Consider the following rhombic robot in a closed workspace with
polygonal obstacles. The robot's starting point is in the upper-left
corner.
Print or copy the image several times in order to hand in one image
per question.
- Draw the configuration space
- Draw the visibility graph in c-space
- Choose a heuristic function, and draw a path planned using A*
using your heuristic on the visibility
graph. Separately, draw the search tree constructed by A*. Is your
heuristic admissible? Is it consistent? Justify your answers. Is the
path found optimal?
- Which is better: behavior-based or planning-based navigation
architecture? What is either better for? Justify your answer.
Make your answers concise, but make sure to answer the
questions. Please hand in all your answers as one document.
Tips and things to think about
Configuration space is an abstraction of the robot workspace for
planning purposes. It is
the result of reducing the robot's footprint
and degrees of freedom to a point and correspondingly augmenting the
obstacles in the world. Read these notes on
c-space for a better understanding of c-space.
A* is an informed search algorithm on any graph that is guaranteed
to find the optimal path from start to goal if the heuristic
function used is both admissible (optimistic, never greater
than the actual distance) and consistent (obeys the triangle
inequality). For a better understanding of the algorithm, read the
A*
wikipedia article, the first 20 slides or so of the lecture on informed search from Comp131 last Fall, or these notes from Trinity
College.
Extra credit
We have not covered this in class. You can research the following
question on your own for extra credit:
- Draw as good an approximation as you can to the Generalized
Voronoi Diagram for the same c-space; plan a path through the GVD
and draw the result
- What is the difference between a plan and a policy?

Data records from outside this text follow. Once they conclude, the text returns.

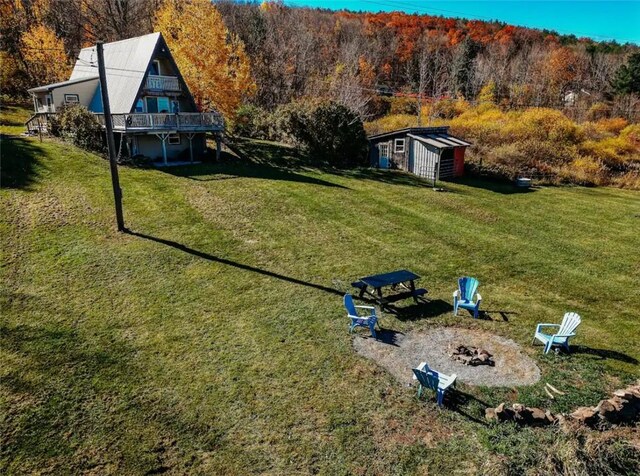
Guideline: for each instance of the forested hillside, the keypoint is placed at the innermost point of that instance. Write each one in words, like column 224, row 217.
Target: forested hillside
column 351, row 57
column 262, row 64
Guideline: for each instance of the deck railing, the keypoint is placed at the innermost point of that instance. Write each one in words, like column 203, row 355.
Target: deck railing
column 185, row 121
column 162, row 83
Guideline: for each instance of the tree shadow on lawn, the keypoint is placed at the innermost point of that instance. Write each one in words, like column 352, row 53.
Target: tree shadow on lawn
column 603, row 354
column 487, row 315
column 235, row 264
column 423, row 309
column 493, row 185
column 280, row 162
column 239, row 168
column 21, row 159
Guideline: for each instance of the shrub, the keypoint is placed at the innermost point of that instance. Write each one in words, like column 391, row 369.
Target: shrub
column 598, row 111
column 448, row 108
column 613, row 125
column 252, row 121
column 330, row 132
column 403, row 105
column 80, row 126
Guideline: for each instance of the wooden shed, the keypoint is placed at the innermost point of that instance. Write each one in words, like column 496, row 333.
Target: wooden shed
column 429, row 152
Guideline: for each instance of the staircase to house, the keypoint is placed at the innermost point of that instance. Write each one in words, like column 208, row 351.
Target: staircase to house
column 38, row 123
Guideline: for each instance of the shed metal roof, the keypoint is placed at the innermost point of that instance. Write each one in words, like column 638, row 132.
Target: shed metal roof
column 49, row 87
column 412, row 130
column 126, row 63
column 441, row 141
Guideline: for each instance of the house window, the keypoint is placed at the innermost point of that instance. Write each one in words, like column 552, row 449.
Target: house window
column 155, row 68
column 163, row 105
column 71, row 99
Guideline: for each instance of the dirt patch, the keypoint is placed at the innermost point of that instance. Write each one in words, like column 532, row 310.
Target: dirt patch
column 399, row 353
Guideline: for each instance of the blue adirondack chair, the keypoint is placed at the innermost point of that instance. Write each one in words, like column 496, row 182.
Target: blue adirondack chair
column 369, row 321
column 436, row 381
column 464, row 296
column 566, row 330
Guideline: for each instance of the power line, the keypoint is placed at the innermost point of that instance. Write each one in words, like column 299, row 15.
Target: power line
column 423, row 9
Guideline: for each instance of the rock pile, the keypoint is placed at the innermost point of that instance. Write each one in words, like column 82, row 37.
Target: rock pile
column 521, row 414
column 622, row 407
column 472, row 356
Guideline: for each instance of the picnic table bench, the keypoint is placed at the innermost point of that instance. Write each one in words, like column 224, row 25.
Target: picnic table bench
column 403, row 278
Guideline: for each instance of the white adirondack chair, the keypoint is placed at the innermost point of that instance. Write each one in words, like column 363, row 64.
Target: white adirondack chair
column 436, row 381
column 566, row 330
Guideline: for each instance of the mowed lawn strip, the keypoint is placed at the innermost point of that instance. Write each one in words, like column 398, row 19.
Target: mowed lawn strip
column 213, row 339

When should
you use either one?
The Voronoi diagram or tesselation is a decomposition of a metric
space into convex regions according to a set of generating points, such that
every point in a region is closer to that region's generating point
(called the Voronoi centroid of that region) than any other
generating points. Details, for example on Wolfram
MathWorld.
Generalized Voronoi Diagrams (GVD) are used in c-space motion
planning, as a kind of abstract decomposition from continuous c-space
to a graph representation. In GVD convex regions are generated not
from points, but
from c-space obstacles. So, all points inside a GVD region are closer
to its generating obstacle than to any others. And so, the
demarkation line between two GVD regions is made of points
equidistant from the corresponding two obstacles. The intersections
of these demarkation lines form the nodes of the graph, and the lines
its edges. The motion planner
can then use these lines as "highways", planning a path from start to
the closest point on the "highway system", a path from goal to the
closest point, then a path along the "highways" between these two
points. The advantage is that the robot will mostly be as far away
from obstacles as possible when moving. For more on GVD and other
decomposition and planning techniques, look for example at Chapter 5:
Roadmaps of
Choset et al. Principles of Robot Motion, 2005.